TVA: Knoxville Attorney to Serve as Mediator in Class Action
------------------------------------------------------------
WBIR.com reports that a Knoxville attorney will serve as one of
two mediators in a class action lawsuit tied to the TVA coal ash
spill in Roane County.

More than 800 plaintiffs are suing TVA over damages from the spill
which dumped millions of gallons of coal ash from the Kingston
Fossil Plant into the surrounding community.

A federal judge ordered Pamela Reeves and Rodney Max to serve as
joint mediators in the case after the plaintiffs and TVA agreed
the attorneys would be a good fit with the case.
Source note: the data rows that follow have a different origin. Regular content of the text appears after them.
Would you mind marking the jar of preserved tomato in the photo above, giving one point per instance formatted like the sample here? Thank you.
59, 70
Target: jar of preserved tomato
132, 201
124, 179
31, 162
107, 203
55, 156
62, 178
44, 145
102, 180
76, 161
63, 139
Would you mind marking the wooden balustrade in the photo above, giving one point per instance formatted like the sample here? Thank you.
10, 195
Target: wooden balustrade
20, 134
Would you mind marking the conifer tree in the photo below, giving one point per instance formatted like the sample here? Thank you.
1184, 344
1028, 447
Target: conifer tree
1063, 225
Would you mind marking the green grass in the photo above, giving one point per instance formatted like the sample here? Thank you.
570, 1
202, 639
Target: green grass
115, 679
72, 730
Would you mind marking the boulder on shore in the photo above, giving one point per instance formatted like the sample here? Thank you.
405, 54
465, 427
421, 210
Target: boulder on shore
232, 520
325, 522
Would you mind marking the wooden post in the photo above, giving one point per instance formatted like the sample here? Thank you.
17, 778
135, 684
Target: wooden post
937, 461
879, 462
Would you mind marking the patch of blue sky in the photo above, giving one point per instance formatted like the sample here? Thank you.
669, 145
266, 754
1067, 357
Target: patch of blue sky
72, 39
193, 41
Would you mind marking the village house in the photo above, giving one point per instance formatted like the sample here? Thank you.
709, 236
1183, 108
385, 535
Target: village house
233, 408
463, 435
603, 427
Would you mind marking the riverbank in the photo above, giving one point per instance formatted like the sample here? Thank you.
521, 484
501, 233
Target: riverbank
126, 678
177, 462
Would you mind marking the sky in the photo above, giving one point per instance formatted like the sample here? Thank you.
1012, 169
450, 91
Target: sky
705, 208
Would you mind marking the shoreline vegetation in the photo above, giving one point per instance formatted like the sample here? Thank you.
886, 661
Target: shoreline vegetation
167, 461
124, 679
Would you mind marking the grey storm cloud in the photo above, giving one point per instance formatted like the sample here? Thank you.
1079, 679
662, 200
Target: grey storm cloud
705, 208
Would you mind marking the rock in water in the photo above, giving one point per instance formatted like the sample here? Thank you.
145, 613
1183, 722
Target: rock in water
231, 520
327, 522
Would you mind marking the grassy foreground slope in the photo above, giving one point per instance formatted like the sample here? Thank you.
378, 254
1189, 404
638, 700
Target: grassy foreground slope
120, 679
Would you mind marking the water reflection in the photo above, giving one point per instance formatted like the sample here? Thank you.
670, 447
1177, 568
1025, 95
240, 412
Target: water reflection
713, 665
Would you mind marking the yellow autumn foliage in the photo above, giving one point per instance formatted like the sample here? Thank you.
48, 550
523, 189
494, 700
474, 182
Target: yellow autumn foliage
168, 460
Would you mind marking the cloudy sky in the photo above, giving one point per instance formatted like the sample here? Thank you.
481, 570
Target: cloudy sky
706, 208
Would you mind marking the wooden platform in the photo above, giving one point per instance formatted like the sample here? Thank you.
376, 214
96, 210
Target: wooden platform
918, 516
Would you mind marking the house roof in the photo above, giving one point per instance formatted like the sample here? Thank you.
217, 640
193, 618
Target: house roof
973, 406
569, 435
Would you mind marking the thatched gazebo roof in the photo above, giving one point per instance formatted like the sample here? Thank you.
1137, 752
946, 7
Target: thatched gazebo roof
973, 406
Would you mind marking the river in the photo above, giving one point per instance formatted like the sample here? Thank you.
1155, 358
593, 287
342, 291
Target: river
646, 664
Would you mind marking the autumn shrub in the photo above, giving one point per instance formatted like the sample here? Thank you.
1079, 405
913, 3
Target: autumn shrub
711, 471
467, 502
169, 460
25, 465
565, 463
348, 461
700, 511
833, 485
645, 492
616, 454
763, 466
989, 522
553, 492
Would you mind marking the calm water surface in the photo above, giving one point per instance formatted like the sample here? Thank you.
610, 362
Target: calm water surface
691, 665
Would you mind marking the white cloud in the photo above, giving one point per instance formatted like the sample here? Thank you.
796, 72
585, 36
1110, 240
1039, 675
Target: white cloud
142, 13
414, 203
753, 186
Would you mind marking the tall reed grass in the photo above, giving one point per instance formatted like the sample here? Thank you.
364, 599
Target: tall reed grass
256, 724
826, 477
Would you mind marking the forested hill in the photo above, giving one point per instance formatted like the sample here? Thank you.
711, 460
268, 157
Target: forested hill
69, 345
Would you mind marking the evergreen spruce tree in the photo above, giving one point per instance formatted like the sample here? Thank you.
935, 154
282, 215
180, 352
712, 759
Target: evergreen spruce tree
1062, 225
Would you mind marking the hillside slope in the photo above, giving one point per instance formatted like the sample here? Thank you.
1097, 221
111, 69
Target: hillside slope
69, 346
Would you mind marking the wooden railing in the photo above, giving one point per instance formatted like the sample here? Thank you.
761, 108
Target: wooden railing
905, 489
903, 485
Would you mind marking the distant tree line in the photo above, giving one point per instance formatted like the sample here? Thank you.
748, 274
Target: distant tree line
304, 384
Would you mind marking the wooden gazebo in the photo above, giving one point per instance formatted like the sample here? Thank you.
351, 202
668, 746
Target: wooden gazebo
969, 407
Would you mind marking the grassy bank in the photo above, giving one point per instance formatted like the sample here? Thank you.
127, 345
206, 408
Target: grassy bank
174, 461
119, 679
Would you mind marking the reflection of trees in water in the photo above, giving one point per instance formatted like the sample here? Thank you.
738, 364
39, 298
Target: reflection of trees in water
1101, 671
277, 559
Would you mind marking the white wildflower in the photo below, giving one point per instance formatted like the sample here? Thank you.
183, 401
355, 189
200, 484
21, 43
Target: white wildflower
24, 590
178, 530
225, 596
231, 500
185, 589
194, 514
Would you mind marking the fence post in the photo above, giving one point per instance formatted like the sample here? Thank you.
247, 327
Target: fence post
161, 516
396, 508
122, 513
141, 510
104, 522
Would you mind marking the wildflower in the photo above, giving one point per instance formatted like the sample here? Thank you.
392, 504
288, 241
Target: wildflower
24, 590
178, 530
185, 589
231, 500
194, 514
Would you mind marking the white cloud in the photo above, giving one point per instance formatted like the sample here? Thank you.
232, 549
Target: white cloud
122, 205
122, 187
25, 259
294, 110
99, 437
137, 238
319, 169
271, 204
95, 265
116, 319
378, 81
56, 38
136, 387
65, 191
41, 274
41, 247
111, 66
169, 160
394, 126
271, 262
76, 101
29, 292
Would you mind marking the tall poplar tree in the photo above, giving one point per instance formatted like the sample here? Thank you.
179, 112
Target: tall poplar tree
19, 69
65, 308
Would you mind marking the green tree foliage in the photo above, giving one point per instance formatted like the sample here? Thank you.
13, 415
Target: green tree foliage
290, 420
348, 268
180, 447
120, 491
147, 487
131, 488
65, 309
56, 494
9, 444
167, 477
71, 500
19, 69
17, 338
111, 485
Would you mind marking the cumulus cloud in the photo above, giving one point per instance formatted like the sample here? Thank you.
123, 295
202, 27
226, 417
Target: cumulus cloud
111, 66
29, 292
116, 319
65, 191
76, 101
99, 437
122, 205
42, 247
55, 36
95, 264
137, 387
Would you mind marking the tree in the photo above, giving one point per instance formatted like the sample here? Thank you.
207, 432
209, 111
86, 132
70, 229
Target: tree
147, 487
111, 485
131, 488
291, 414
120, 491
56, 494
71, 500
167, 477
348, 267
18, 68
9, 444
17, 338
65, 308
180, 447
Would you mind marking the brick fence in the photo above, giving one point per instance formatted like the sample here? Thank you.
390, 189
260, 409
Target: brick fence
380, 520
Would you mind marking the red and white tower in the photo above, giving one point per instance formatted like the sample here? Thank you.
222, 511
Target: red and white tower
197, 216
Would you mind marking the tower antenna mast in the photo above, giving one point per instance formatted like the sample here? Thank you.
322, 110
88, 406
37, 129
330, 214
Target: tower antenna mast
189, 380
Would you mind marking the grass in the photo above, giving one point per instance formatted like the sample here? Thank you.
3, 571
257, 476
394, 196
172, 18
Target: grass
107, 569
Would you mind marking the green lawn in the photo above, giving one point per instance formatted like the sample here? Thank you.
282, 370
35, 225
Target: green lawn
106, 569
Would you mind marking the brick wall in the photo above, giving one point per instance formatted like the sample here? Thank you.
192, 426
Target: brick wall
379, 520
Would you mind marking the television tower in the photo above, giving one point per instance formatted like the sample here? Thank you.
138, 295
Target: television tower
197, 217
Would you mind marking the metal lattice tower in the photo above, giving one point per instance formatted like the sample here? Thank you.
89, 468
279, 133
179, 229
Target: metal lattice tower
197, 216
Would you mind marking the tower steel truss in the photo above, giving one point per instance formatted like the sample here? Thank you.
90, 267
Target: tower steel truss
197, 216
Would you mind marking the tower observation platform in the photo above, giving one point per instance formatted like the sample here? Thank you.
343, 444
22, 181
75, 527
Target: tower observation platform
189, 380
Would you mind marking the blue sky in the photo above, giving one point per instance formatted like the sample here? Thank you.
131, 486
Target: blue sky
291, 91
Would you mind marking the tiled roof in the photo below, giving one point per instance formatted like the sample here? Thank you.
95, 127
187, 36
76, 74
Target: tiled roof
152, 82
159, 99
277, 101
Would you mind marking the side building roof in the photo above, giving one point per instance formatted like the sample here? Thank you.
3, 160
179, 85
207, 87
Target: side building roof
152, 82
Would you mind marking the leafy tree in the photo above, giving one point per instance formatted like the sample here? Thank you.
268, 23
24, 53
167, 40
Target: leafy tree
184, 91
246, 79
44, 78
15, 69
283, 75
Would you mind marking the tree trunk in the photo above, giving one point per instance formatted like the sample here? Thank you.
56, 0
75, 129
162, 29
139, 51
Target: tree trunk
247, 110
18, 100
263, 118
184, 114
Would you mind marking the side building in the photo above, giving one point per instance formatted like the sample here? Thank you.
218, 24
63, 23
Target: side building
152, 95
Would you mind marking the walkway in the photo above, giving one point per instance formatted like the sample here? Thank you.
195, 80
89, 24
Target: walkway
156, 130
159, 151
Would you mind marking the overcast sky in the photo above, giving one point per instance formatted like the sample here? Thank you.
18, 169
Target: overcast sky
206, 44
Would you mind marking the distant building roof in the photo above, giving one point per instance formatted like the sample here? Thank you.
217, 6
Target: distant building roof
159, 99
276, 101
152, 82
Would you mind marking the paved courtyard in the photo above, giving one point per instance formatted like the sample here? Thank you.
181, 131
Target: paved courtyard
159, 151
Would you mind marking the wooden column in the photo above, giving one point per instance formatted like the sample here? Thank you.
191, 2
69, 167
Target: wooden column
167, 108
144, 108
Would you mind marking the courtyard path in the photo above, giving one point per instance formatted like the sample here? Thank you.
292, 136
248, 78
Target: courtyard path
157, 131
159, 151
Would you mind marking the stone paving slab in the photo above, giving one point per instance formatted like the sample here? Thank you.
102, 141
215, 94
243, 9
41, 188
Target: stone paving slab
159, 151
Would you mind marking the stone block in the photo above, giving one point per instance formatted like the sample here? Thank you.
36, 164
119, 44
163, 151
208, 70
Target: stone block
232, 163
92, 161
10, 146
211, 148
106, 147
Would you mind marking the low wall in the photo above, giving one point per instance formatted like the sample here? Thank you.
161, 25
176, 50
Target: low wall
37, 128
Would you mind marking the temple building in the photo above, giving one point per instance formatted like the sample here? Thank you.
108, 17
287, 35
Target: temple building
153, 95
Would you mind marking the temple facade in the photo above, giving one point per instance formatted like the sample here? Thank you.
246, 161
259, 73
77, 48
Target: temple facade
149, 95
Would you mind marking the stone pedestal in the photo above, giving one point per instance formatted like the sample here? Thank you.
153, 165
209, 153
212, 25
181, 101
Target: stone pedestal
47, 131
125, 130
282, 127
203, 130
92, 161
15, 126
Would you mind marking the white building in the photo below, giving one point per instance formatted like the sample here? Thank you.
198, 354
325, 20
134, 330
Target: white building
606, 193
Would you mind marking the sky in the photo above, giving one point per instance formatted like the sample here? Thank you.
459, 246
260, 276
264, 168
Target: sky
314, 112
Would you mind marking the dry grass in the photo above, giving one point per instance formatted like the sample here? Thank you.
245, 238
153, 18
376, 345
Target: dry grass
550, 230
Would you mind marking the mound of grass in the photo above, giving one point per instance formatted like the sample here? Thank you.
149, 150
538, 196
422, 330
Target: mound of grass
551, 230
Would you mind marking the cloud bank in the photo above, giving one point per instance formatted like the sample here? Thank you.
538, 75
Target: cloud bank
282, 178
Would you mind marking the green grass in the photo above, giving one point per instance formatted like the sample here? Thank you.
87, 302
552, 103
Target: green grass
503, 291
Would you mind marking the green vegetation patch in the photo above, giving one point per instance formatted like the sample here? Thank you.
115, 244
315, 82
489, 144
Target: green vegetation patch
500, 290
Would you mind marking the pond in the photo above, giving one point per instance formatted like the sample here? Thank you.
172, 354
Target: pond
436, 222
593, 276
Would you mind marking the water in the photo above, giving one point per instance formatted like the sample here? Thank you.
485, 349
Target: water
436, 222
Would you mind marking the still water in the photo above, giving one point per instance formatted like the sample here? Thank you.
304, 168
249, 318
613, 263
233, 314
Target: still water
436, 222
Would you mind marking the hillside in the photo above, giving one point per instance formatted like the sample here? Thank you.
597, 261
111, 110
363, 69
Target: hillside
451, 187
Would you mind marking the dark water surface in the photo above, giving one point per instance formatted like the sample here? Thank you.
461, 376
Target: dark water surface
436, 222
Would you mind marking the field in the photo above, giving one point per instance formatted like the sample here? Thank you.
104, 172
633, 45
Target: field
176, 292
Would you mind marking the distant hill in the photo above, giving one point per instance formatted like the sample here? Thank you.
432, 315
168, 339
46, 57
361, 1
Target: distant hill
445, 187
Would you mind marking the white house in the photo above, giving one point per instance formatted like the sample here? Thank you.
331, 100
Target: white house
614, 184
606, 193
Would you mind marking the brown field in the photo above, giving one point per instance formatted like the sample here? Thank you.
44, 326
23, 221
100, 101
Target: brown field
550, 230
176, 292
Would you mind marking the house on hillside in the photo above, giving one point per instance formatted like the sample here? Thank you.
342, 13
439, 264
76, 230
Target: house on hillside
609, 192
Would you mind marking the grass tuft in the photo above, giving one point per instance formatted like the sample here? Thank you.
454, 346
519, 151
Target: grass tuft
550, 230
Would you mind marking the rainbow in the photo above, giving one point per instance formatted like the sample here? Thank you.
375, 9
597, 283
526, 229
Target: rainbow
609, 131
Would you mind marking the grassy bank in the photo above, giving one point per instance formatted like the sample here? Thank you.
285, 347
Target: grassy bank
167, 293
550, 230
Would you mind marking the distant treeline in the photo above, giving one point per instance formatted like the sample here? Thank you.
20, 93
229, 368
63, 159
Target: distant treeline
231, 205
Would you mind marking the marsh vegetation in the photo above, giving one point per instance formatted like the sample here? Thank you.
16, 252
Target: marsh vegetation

Ms. Reeves works at the Reeves, Herbert and Anderson law firm in
Knoxville.  10News spoke with her by phone, but she declined to
comment on the case.


VENTURA FOODS: Faces Class Action Over Misleading Product Labels
----------------------------------------------------------------
Courthouse News Service reports that Ventura Foods dba Marie's
misleadingly sells 20 salad dressings and other products as "all
natural" though they contain genetically modified organisms, a
class action claims in Federal Court.